While D12 World isn’t a complete departure from the group’s fisticuffs street-core rap, the music conveys a sense of willingness to bend rap’s increasingly rigid frame. Along with Denaun’s tracks, producer credits read like an industry who’s who (Em, Dr. Dre, and Trackboyz) including up-to-the-moment producer Kanye West.

To state the obvious, Em has breathed life into the local rap scene, thus changing many lives for the better.

While Denaun feels “truly blessed” to have achieved success, he’s rather agitated by those quick to quip that D12’s fame is the result of Em simply lifting them up.

And there’s no denying that D12 World will up the ante for Detroit hip hop. Sure, 90 percent of the talent here lacks major label backing, but it doesn’t excuse the many artists who blame the isolation of Detroit for lagging careers.

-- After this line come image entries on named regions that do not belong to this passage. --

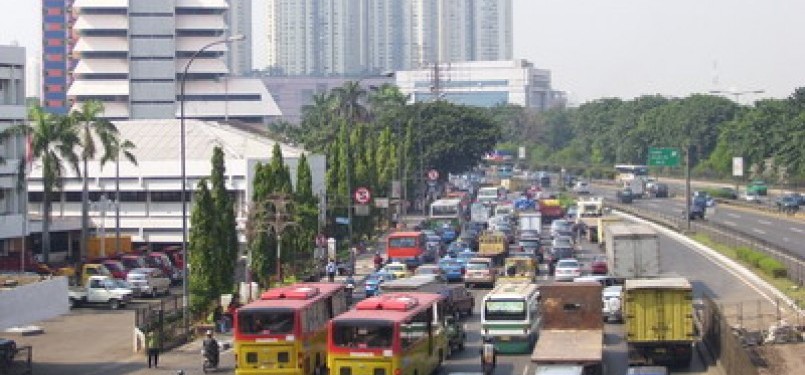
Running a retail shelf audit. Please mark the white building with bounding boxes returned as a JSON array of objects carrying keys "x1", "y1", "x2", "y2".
[
  {"x1": 29, "y1": 120, "x2": 326, "y2": 250},
  {"x1": 395, "y1": 60, "x2": 564, "y2": 110},
  {"x1": 67, "y1": 0, "x2": 279, "y2": 122},
  {"x1": 267, "y1": 0, "x2": 512, "y2": 75},
  {"x1": 0, "y1": 46, "x2": 27, "y2": 256}
]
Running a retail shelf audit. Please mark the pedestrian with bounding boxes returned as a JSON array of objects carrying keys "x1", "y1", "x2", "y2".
[
  {"x1": 325, "y1": 259, "x2": 337, "y2": 283},
  {"x1": 145, "y1": 329, "x2": 162, "y2": 368}
]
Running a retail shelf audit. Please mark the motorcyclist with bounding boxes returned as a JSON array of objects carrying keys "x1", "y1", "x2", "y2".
[
  {"x1": 202, "y1": 330, "x2": 220, "y2": 368},
  {"x1": 480, "y1": 336, "x2": 497, "y2": 375}
]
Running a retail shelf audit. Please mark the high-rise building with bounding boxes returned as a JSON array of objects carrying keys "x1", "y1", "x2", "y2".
[
  {"x1": 58, "y1": 0, "x2": 279, "y2": 122},
  {"x1": 0, "y1": 46, "x2": 28, "y2": 255},
  {"x1": 268, "y1": 0, "x2": 512, "y2": 75},
  {"x1": 41, "y1": 0, "x2": 73, "y2": 114},
  {"x1": 226, "y1": 0, "x2": 251, "y2": 76}
]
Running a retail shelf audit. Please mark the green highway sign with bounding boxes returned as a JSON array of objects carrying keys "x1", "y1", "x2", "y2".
[{"x1": 648, "y1": 147, "x2": 679, "y2": 167}]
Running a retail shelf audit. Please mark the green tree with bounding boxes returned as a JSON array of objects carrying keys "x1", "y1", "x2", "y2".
[
  {"x1": 187, "y1": 179, "x2": 215, "y2": 314},
  {"x1": 68, "y1": 100, "x2": 118, "y2": 262},
  {"x1": 210, "y1": 146, "x2": 238, "y2": 294},
  {"x1": 0, "y1": 105, "x2": 81, "y2": 262}
]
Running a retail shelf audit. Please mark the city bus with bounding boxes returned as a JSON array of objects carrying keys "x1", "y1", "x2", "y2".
[
  {"x1": 386, "y1": 232, "x2": 427, "y2": 268},
  {"x1": 234, "y1": 283, "x2": 349, "y2": 375},
  {"x1": 481, "y1": 283, "x2": 540, "y2": 354},
  {"x1": 327, "y1": 292, "x2": 448, "y2": 375},
  {"x1": 615, "y1": 164, "x2": 648, "y2": 183}
]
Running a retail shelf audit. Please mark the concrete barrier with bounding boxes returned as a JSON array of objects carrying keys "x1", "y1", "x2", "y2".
[{"x1": 0, "y1": 276, "x2": 70, "y2": 330}]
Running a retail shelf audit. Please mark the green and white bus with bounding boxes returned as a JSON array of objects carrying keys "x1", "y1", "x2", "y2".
[{"x1": 481, "y1": 283, "x2": 541, "y2": 354}]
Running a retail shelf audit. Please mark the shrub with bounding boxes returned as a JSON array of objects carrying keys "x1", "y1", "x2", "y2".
[{"x1": 759, "y1": 256, "x2": 787, "y2": 279}]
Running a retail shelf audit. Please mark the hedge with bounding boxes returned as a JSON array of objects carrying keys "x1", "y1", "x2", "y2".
[{"x1": 760, "y1": 256, "x2": 787, "y2": 279}]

“The ghetto ain’t holdin’ you back,” Denaun says flatly. “A lot of these cats need to stop using it as a scapegoat. We losing people in Detroit like it’s the war in Iraq, and for what?”

Denaun is tired of the negativity here, namely those accusing him of riding Em’s coattails. When not touring, he’s planning on spending more time in Los Angeles, not because he has given up hope; rather, he feels he can help Detroit artists from there.

“I’ve been through beefs all my life,” he says. “I’m tired of all that. I’ll give back by being positive.” He’s nothing if not confident, and knows that he’ll soon be, if he isn’t already, a sought-after producer.

“Right now, I am going to push myself as a producer to the labels,” he says.

On his Detroit agenda — outside of D12 — Denaun is finishing a project with Kuniva, tentatively titled The Brigade. He’s looking to work with Guilty Simpson, Paradime, Wasted Youth, female singer Treasure (who is featured on all five of the tracks Denaun produced for Snoop), and others.

On a community level, he’s donated money to Pulaski Elementary School — his old haunt — to rebuild the playground. He’s also hoping to refurbish the park near his family’s old home in the Seven Mile and Hoover area.

As for all the rumors and beefs, Denaun clears it all up. Most of what you have heard or seen, he says, might have happened in some way, shape or form. But it’s all sensationalized by someone, somewhere. D12 doesn’t need to sell records this way, but salaciousness never hurts. It is, after all, good for record sales. In the end, D12 are the ones laughing.


D12 will perform Friday, April 30, at the State Theatre (2115 Woodward Ave., Detroit, 313-961-5450).